《連載中》波乱の黒騎士は我がまま聖女を甘く蕩かす〜やり直しの求愛は拒否します!

 ファラエル神の彫像前に組まれた巨大な祭壇には、穢れなき心を誓う純白のマランの花がふんだんに飾られている。
 その中の一本を手に取った大司教様が、膝まづいたユフィリアとレオヴァルトの頭上に翳した。

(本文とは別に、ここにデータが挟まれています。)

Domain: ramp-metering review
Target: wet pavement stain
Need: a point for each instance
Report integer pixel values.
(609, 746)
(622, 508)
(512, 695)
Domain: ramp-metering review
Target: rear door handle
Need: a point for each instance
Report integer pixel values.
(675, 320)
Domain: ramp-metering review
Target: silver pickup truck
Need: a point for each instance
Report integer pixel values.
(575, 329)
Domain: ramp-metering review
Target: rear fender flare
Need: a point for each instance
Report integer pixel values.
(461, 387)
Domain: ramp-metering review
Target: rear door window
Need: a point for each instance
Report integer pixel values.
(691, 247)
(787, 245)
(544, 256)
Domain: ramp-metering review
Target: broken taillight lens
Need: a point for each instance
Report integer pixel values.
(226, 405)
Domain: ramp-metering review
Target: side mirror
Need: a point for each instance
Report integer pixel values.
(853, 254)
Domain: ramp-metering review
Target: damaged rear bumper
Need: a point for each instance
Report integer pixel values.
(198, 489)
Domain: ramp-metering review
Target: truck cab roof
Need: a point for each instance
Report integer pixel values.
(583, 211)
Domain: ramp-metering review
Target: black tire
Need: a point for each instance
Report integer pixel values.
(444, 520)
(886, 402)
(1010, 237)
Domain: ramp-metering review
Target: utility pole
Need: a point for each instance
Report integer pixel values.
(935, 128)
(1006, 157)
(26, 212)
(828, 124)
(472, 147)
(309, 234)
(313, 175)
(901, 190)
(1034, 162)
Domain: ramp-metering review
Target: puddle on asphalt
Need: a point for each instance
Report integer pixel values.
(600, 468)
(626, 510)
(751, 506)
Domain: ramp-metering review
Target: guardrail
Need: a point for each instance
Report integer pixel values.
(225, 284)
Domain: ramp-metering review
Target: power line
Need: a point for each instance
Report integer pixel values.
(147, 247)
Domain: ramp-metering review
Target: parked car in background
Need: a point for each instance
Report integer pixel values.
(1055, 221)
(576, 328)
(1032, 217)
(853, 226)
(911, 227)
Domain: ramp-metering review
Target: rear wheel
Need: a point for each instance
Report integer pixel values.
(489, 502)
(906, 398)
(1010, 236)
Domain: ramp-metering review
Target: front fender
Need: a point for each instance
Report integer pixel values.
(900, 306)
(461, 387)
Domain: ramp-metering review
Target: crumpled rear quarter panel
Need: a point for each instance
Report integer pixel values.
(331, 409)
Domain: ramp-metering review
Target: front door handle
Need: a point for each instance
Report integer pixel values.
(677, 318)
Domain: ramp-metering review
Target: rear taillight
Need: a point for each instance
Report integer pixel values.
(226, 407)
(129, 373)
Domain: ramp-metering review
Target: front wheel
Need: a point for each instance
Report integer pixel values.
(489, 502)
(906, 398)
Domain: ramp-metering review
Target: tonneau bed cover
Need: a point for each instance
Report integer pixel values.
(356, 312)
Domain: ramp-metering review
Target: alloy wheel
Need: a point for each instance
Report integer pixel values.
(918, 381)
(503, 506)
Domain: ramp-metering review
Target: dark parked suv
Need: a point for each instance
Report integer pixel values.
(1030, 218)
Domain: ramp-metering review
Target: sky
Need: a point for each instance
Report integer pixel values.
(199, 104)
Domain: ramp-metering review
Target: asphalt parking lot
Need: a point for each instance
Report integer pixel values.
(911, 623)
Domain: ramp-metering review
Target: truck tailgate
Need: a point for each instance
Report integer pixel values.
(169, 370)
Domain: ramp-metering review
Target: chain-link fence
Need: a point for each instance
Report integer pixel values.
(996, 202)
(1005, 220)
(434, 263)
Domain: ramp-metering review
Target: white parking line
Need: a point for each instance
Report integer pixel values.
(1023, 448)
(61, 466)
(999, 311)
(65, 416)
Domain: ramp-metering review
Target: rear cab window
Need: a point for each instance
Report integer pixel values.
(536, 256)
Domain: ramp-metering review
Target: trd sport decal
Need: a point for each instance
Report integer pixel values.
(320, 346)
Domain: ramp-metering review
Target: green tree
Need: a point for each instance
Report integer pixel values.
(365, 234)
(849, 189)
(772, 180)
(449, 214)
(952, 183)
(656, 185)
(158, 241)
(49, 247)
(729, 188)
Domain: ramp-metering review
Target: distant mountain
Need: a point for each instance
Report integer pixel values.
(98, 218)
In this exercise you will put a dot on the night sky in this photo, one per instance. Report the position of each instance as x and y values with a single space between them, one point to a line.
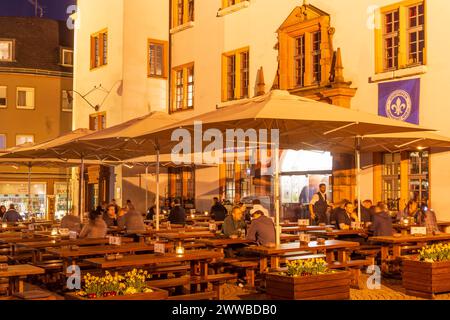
53 9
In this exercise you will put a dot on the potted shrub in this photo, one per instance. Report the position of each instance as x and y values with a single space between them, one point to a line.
429 273
309 280
131 286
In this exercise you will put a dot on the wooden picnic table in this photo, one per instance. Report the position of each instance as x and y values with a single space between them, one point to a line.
297 228
199 260
178 236
276 252
395 244
40 245
14 273
70 256
335 234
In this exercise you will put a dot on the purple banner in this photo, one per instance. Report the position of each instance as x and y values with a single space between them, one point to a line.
400 100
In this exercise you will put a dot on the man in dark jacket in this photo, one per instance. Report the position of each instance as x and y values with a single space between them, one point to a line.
262 228
177 214
382 222
218 211
12 215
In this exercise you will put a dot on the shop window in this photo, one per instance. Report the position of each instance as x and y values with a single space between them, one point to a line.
3 97
391 188
419 188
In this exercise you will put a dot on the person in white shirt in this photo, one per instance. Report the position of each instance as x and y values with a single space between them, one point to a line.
319 206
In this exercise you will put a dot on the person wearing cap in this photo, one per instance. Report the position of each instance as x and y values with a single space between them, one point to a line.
262 228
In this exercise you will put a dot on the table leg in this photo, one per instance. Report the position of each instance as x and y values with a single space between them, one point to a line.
343 256
384 259
275 262
263 265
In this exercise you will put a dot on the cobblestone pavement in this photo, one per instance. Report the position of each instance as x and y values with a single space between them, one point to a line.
391 289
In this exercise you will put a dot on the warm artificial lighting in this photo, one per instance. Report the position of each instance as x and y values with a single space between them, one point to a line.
179 250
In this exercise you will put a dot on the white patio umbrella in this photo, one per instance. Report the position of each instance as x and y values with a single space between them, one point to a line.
122 142
301 122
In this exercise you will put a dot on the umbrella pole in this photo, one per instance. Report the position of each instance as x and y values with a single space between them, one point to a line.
146 187
81 196
277 197
157 189
29 191
358 174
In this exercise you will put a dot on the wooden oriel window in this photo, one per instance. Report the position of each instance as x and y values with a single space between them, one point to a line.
97 121
400 40
183 12
229 3
183 88
236 74
99 49
157 58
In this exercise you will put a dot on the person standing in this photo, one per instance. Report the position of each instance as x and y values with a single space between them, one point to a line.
2 211
12 215
319 206
177 214
218 210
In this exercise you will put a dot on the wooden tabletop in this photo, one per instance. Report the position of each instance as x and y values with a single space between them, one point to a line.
411 238
186 235
100 250
222 242
154 259
47 243
297 228
21 270
297 246
339 233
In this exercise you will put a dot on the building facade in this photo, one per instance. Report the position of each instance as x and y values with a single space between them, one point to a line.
36 72
194 56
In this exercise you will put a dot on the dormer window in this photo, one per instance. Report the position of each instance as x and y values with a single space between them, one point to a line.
6 50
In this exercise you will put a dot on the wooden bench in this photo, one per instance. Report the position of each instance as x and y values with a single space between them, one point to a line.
209 295
250 270
217 280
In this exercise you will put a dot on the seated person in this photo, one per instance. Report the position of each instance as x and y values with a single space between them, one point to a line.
132 222
262 228
337 210
218 211
382 221
345 219
12 215
177 214
95 228
234 223
71 222
110 216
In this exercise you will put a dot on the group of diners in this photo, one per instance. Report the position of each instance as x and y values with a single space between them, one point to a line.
376 218
106 216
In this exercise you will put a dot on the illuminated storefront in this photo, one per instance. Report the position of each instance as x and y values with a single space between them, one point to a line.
301 174
17 193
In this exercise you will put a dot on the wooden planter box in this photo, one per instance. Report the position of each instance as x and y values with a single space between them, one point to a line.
425 279
333 286
157 294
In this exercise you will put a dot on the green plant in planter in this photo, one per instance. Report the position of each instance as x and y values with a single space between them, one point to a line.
435 253
310 267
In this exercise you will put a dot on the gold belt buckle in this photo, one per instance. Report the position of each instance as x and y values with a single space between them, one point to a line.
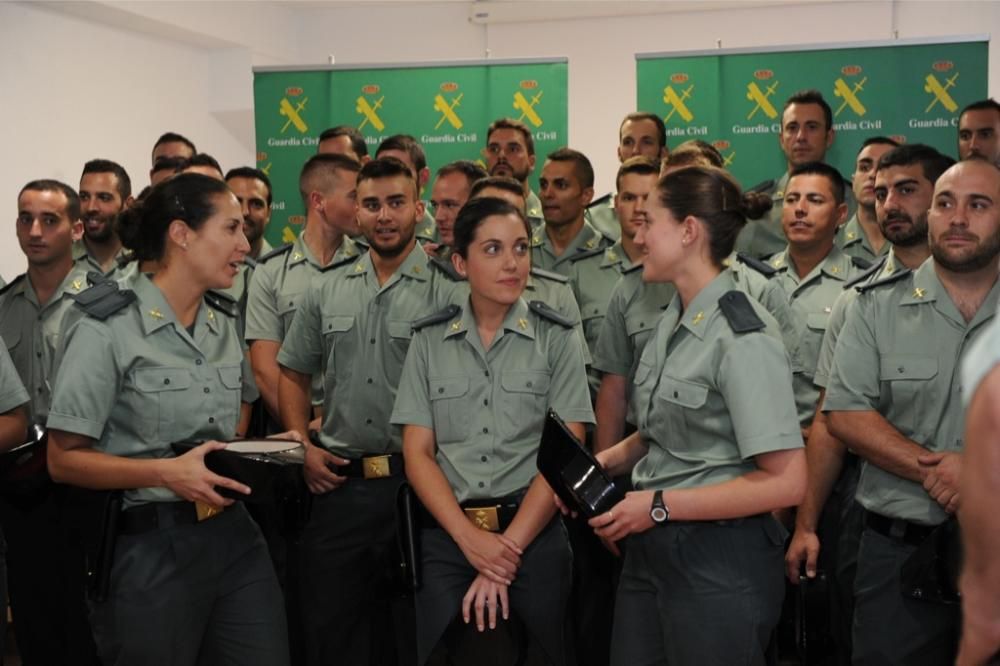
375 467
484 517
206 511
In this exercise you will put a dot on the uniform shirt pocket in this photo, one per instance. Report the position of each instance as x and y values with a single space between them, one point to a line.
449 398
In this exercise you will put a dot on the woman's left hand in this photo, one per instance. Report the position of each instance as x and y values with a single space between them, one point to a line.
484 596
630 516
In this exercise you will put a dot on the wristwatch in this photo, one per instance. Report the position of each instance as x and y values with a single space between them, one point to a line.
659 511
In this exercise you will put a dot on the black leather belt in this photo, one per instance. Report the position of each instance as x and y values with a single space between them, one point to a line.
897 529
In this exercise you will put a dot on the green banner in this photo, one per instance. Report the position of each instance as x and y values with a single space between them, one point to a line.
912 92
446 107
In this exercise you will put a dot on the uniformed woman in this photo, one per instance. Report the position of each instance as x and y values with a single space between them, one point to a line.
472 400
191 581
718 446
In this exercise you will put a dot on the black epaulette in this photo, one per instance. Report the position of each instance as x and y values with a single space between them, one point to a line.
447 314
11 283
763 187
275 252
739 312
103 299
548 275
543 310
868 272
445 267
224 303
888 279
761 267
598 202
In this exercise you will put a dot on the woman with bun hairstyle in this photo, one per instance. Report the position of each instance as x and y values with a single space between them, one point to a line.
717 450
162 362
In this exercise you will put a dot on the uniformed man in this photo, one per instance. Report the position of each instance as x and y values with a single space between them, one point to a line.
46 599
105 191
979 131
328 185
356 327
806 134
641 134
344 140
450 192
828 523
892 399
861 237
510 151
408 150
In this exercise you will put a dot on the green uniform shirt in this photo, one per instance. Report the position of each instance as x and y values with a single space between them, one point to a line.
12 392
898 354
811 300
699 390
279 284
359 332
32 334
853 240
139 381
487 406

「我、ルグリエット・ミラ・ファラエルは、聖《セント》ファラエル神の名において、ここに黒騎士レオヴァルト・ヴァルドフと聖女ユフィリア・ダルテの結婚を認めるものとする」

 中央大聖堂の荘厳な鐘の音が、聖都中に響き渡る。
 抜けるような青空が広がる快晴の日の朝。
 契約上の結婚とはいえ、ユフィリアはレオヴァルトの正式な妻になった。

 退場のとき、手袋の指先が大きな手の中に包まれた。
 突然だったけれど、レオヴァルトに手を繋がれた事に不思議と嫌悪感は感じなかった。

 無能のクズだと罵られた聖女ユフィリアも、黒騎士レオヴァルトとの交わりによって聖なる力の加護グラシアを強大化させ、今後はまともな聖女としてこの中央大聖堂に貢献するだろう……そんな期待が神官たちの安堵の表情から読み取れる。

 祝福モードな拍手のなか──聖堂の片隅で、煮えたぎる怒りにアメジストの眼《め》を光らせる筆頭聖女イザベラの存在には、誰一人として気づかないのだった。